Als casemanager dementie ben je niet alleen voor mensen met dementie en hun mantelzorgers een vraagbaak. Ook door wijkteams worden we gelukkig steeds meer gevraagd om advies te geven over communicatie met mensen met dementie. Probeer contact te leggen met aandacht. Begin rustig, dat zorgt voor meer vertrouwen. Vertellen tegen Jan wat hij ‘moet’ doen werkt vaak niet goed. Jan voelt zich dan snel aangevallen en daarmee bereik je het tegenovergestelde van wat je eigenlijk wil.
Als casemanager kom ik al 4 jaar over de vloer bij dhr. Schipper. Ik moet mezelf nog steeds bekend maken bij Jan. Hij herkent mij niet meer, totdat ik hem hints geef. Ik vertel bijvoorbeeld wat over mijn kinderen of in welke wijk ik woon in Roosendaal. Meestal reageert Jan dan met “Oh ja, nu zie ik het, Gerben!” Vragen beantwoorden is voor Jan soms erg lastig. De vraag is vaak te open zoals: “Hoe voelt u zich vandaag?” Ik probeer bij Jan altijd ‘laag binnen te komen’, zoals dat heet en ik stel mezelf dus kwetsbaar op ten opzichte van Jan. Ik vertel wat over mezelf, bijvoorbeeld dat ik vandaag best wel moe ben omdat ik al veel gefietst heb. Jan reageert hierop met “Ik voel me ook moe, want de laatste tijd gaat het wat minder met slapen.” Op deze manier weet ik dus hoe Jan zich voelt zonder dat ik hem daadwerkelijk een vraag stel. Dus ik stel een vraag zonder een vraag te stellen. Daarnaast let ik op de fysieke omgeving, staat mijn telefoon op stil en staat de radio uit. Ook helpt het om aan te sluiten bij Jan zijn beleving. Jan puzzelt graag in zijn stoel voor het raam. Ik geef hem een compliment: “Wat goed dat je puzzelt!” Jan glimlacht dan van oor tot oor en vertelt dat hij dit al jaren doet. Jan vindt het fijn als je betrokkenheid toont, praat over zaken waar hij trots op is, zoals zijn klusschuur of zijn kleinkinderen. Wat je vooral niet moet doen bij Jan is vragen naar feiten van vandaag of gisteren. Je doet dan een beroep op het kortetermijngeheugen wat vaak flink is aangetast bij mensen met Alzheimer. Soms heeft Jan een goede dag of ochtend en dan lukt het wel om wat te vertellen over gisteren. Je merkt snel genoeg of Jan zich iets wel of niet herinnert.

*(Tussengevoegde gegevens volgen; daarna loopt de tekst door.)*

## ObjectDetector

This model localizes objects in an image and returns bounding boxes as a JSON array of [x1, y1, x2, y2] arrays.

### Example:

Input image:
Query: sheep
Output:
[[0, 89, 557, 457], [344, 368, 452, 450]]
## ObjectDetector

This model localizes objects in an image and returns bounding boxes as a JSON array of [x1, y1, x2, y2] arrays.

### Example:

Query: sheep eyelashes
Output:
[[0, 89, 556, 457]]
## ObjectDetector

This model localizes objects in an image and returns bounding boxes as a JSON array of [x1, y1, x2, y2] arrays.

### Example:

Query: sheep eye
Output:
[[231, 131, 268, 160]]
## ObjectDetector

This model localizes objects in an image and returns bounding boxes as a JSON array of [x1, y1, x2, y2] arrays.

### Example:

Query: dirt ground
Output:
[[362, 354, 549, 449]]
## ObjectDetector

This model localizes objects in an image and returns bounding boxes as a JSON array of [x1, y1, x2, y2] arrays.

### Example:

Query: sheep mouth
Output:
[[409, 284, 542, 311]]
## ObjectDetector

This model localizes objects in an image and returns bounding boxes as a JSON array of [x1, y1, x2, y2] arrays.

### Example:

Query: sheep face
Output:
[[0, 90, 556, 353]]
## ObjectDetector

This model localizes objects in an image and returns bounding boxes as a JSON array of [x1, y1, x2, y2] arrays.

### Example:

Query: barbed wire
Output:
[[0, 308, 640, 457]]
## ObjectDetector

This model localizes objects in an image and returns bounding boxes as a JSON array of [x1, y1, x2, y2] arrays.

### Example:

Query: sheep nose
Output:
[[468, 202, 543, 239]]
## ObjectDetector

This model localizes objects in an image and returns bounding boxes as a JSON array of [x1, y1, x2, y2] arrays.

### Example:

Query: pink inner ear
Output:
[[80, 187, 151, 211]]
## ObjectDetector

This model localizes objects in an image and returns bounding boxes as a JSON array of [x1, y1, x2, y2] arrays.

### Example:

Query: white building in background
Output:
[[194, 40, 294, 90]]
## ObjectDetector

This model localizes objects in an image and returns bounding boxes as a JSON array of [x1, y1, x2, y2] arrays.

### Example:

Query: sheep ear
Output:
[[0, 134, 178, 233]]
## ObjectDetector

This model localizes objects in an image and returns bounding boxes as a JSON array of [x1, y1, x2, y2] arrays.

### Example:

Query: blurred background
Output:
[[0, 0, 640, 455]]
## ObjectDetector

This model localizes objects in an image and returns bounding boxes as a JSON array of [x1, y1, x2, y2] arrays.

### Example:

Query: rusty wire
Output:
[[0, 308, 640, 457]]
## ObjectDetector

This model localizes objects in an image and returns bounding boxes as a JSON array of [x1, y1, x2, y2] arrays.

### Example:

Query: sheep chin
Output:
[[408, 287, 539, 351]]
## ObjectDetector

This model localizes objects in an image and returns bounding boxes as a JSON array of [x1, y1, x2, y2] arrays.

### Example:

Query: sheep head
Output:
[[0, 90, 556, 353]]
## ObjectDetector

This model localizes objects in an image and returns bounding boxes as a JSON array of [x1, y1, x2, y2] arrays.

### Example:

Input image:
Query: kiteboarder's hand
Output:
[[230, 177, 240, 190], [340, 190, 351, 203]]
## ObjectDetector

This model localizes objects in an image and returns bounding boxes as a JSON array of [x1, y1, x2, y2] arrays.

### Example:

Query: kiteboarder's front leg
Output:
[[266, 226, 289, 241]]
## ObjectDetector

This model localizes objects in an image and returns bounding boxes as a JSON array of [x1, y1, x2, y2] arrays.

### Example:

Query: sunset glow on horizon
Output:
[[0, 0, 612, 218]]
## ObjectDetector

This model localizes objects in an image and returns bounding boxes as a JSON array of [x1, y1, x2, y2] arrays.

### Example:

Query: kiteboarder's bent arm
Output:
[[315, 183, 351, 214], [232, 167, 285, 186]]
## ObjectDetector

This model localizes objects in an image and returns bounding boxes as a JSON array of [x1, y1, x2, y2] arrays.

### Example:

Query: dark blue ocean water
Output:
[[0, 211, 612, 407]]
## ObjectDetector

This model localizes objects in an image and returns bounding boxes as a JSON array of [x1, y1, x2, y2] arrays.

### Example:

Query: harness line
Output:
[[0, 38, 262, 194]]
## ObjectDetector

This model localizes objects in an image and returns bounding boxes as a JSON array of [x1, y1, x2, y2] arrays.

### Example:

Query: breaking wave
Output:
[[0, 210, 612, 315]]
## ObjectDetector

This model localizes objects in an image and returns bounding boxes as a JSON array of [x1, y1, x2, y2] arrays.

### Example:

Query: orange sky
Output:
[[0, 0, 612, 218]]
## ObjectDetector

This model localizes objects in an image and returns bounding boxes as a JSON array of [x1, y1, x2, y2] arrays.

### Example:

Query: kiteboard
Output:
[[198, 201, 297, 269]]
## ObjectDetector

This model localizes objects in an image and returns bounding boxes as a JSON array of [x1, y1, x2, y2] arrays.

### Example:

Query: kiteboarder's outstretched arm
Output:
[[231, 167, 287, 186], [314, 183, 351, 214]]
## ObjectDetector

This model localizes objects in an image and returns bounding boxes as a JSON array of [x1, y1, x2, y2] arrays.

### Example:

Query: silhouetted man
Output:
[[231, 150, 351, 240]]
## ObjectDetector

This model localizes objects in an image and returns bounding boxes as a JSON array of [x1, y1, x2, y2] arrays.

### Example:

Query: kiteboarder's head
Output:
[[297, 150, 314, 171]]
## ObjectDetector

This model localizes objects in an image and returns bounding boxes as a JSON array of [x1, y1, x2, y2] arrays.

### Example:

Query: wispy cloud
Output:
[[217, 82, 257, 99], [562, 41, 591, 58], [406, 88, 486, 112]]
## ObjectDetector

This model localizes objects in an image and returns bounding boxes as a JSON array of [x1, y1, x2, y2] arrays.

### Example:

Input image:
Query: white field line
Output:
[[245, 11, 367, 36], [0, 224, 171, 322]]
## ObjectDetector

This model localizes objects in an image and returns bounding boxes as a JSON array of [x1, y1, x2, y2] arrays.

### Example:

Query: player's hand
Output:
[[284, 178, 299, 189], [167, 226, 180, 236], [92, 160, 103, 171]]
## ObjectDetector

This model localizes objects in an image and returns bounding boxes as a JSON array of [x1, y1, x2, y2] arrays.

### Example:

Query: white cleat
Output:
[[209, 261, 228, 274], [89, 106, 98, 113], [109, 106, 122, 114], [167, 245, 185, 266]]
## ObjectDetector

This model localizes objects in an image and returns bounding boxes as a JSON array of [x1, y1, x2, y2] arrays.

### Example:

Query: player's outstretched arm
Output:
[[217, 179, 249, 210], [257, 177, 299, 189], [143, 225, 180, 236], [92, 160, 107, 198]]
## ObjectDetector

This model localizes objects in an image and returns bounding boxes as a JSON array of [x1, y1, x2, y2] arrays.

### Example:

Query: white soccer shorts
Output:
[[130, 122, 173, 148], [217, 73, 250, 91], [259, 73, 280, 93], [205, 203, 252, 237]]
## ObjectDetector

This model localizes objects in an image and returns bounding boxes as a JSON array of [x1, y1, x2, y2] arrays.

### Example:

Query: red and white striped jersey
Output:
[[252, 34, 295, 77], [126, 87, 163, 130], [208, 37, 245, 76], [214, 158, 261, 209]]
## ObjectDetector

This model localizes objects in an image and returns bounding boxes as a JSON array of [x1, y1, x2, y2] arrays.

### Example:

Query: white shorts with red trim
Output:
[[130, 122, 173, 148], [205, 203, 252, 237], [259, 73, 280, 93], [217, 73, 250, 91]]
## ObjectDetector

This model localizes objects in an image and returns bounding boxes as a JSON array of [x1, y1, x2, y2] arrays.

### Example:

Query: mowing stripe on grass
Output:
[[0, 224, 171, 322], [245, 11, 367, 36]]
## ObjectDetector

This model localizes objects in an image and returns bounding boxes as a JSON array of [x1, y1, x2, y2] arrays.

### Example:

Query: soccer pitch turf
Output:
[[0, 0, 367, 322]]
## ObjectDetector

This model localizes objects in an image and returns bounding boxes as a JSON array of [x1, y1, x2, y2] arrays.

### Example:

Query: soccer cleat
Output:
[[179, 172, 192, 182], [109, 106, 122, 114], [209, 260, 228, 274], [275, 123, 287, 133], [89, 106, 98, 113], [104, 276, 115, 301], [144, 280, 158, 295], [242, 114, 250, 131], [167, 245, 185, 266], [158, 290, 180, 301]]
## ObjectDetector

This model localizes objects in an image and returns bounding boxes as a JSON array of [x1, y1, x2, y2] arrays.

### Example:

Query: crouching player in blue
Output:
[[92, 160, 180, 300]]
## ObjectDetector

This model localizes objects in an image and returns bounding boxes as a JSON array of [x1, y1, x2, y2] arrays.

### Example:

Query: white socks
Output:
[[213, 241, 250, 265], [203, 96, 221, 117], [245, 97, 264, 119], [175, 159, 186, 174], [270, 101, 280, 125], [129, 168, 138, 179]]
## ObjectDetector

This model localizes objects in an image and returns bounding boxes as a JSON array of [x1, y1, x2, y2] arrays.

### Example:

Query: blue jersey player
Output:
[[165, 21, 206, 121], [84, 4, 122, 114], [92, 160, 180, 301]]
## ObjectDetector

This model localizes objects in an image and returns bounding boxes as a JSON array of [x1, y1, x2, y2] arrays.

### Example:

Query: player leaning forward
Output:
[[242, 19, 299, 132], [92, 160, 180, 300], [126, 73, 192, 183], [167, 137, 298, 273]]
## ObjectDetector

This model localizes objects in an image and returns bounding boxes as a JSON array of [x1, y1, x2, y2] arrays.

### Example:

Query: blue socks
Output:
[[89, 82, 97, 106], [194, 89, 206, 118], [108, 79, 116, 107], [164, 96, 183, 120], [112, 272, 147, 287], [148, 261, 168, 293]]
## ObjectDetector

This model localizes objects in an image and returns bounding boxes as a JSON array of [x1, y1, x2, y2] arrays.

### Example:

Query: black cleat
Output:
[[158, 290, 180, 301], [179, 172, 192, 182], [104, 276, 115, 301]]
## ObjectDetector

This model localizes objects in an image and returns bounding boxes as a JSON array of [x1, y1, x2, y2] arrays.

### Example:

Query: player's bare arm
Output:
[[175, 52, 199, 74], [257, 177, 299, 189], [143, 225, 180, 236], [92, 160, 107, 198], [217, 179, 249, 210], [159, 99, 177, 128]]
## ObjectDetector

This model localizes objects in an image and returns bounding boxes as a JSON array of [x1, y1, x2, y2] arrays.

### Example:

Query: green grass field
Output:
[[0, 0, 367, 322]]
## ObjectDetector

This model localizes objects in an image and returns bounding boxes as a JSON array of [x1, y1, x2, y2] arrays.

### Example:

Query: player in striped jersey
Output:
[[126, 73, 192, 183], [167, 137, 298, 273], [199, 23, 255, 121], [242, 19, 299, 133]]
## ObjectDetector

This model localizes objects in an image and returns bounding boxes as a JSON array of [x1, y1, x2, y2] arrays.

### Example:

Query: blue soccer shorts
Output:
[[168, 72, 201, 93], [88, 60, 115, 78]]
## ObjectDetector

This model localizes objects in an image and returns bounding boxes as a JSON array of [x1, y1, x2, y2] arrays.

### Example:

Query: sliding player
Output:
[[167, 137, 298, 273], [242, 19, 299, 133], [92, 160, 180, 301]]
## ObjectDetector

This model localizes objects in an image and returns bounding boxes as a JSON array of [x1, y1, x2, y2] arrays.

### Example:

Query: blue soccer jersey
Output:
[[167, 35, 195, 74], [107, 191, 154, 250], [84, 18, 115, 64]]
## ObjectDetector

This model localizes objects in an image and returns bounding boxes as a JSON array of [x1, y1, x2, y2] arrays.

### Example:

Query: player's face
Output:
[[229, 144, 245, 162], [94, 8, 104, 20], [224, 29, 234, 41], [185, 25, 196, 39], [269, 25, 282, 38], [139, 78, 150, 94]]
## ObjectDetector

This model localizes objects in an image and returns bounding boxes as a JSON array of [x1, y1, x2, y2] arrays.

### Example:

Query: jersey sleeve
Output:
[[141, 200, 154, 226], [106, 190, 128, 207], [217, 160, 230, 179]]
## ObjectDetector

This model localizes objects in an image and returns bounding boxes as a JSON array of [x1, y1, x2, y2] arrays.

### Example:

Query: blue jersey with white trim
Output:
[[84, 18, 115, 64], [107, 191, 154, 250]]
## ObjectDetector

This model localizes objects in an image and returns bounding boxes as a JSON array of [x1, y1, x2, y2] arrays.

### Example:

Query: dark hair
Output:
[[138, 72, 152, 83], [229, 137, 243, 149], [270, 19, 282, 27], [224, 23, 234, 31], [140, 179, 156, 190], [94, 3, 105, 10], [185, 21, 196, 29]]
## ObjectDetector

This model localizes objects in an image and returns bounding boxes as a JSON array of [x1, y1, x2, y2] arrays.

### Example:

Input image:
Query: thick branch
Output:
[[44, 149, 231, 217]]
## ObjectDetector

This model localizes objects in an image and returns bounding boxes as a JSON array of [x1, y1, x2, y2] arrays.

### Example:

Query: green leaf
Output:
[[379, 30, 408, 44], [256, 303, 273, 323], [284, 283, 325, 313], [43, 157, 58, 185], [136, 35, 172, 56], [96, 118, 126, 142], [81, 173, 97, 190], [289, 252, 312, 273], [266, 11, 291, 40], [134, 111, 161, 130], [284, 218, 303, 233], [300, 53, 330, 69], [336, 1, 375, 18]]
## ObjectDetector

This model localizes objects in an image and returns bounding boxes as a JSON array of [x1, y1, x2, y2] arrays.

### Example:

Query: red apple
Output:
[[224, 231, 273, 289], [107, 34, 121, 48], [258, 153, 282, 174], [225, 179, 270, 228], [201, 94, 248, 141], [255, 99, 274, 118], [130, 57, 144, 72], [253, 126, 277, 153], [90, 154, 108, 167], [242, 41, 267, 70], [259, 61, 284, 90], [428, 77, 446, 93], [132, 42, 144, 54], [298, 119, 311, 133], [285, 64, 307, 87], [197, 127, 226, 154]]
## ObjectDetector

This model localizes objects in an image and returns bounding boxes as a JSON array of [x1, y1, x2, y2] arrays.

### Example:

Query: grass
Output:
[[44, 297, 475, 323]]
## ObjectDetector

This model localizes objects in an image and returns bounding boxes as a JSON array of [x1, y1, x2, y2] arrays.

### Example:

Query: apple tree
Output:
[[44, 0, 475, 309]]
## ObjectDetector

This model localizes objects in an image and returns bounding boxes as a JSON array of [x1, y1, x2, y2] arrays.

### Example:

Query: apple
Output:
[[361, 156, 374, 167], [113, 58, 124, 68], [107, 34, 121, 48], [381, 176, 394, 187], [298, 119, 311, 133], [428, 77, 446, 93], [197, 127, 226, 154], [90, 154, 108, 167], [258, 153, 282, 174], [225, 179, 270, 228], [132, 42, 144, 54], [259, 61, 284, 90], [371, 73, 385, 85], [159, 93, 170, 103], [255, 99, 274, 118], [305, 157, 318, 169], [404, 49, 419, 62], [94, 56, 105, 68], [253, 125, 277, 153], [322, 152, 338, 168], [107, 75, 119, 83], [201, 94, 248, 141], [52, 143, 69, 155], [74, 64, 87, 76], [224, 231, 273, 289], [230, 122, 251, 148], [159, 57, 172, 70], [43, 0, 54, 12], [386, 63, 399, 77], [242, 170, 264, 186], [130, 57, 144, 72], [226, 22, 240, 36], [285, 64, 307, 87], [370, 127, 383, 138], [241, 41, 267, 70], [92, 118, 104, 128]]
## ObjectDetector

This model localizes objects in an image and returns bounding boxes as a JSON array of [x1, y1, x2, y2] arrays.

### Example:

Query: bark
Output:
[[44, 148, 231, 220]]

Gebruik ook humor! Niets is fijner om samen ergens over te lachen of een grapje te maken. Samen lachen met mensen met dementie kan eigenlijk altijd wel. Mensen met dementie raken vaak de taligheid kwijt, spreken lukt niet meer, vragen worden niet meer begrepen, maar non-verbale communicatie voelen ze volgens mij nóg beter aan. Ondanks je drukke knellende agenda en de 1001 andere zaken die nog spelen, probeer zoveel mogelijk rust uit te stralen! Je bereikt dan meer in kortere tijd. Realiseer je goed dat omgangsadviezen voor iedereen anders zijn! Ieder mens is uniek uiteraard! Vraag de casemanager dementie om persoonsgericht sadvies en zorg er samen voor dat je goed communiceert met mensen met dementie!